The magnitude of this event for Bluejuice can be expressed neatly in two words: “FUCKING FUCK”.

Jerry is the most talented keyboard player we’ve ever met (not to mention a shit-hot drummer, bass player, guitarist, and presumably sensual lover and efficient masturbator), and he is a huge part of the creative force behind the band. Have you ever heard what our band sounds like? It’s got keyboards all over it. That’s Jerry. Jerry Fucking Craib.

Not only that, but Jerry is the only member of Bluejuice who knows how all our equipment works, and where it’s supposed to plug into. “What’s a mono DI? Get me a drink”, is the level of knowledge that the rest of us can manage. Not Jerry Fucking Craib.

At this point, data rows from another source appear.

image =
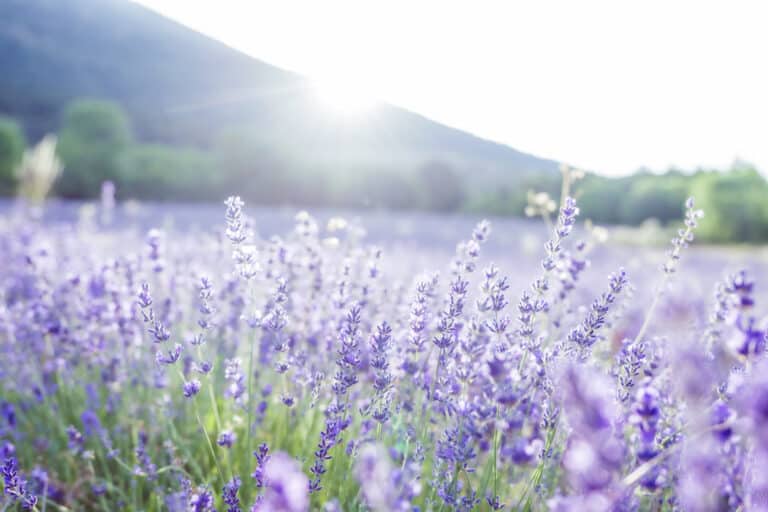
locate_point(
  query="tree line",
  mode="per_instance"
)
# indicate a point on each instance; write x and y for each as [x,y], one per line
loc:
[96,144]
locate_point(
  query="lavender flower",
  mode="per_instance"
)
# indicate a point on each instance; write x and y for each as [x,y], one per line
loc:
[287,486]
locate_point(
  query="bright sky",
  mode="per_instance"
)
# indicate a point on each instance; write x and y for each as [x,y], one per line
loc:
[605,85]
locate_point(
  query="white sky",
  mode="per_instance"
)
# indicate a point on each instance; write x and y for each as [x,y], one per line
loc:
[609,86]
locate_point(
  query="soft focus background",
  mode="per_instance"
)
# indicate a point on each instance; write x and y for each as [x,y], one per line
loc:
[653,114]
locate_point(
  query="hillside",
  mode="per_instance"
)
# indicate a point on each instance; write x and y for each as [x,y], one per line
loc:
[181,87]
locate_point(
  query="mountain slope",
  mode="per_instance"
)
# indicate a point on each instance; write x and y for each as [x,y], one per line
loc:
[181,87]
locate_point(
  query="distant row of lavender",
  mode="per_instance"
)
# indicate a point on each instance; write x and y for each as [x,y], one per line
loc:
[223,371]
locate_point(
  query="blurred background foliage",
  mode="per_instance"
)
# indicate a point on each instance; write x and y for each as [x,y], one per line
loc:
[96,143]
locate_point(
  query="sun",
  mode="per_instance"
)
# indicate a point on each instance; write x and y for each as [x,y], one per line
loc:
[343,97]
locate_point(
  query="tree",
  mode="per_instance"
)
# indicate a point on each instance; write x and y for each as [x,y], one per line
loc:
[735,209]
[12,144]
[93,135]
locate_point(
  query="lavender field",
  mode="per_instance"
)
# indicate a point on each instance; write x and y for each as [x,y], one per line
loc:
[228,357]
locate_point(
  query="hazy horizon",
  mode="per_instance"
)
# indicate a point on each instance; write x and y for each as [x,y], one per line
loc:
[599,86]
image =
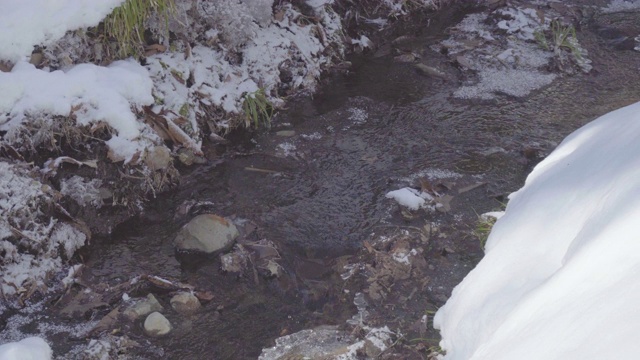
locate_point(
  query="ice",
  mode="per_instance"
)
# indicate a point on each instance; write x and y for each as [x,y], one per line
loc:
[31,348]
[560,275]
[410,198]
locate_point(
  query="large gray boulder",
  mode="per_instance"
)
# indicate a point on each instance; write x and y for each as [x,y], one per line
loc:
[185,303]
[142,307]
[156,325]
[207,233]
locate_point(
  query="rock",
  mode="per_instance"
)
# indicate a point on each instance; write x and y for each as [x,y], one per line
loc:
[207,233]
[142,307]
[158,158]
[156,325]
[188,157]
[325,342]
[185,303]
[234,262]
[430,71]
[286,133]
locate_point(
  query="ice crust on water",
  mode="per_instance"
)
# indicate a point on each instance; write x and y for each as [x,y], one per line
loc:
[560,276]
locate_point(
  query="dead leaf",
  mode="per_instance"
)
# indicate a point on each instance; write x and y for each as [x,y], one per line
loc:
[168,130]
[53,165]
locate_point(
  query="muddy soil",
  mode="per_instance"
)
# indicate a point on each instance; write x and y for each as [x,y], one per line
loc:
[314,185]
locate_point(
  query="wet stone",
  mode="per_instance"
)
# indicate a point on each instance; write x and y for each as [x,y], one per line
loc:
[159,157]
[286,133]
[143,307]
[156,325]
[185,303]
[207,233]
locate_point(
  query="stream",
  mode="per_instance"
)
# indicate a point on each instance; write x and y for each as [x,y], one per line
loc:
[314,184]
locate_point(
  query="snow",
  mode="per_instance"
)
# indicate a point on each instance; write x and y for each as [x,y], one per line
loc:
[32,348]
[49,23]
[410,198]
[621,5]
[560,275]
[516,66]
[31,245]
[90,93]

When operating a vehicle, Jerry displays a T-1000 level of single-mindedness and intensity. Indeed, in a Tarago race from Sydney to Melbourne against a liquid-alloy cyborg from the future, Jerry would win hands-down, with spare time for a cigarette and a game of online Yahtzee. That’s Jerry Fucking Craib for you.

And to cap it all off, Jerry has an excellent broad Australian accent that he can switch on and off in regional towns, which allows him to blend in, like an octopus. A Jerry Fucking Craib octopus.

Jerry is, and will remain the only member of Bluejuice whom a layman would not describe as “a total dick”.  He’s generous to the point of personal sacrifice, tactful, and humble about his formidable musical talents. He can also be a stubborn fucking weirdo, but let’s not talk about that right now.

While touring, Jerry would often disappear for hours at a time, and nobody would know where he was. This period was known as “Jerry Time”, or “JT”. Now Jerry’s got all the JT in the world, and we wish him well in his new endeavours*.

Let’s hear it for Jerry Fucking Craib everybody.

We love you Jerry.

Jake, Stav and Jamie




*We also wish he gets bored and comes back to play with us again.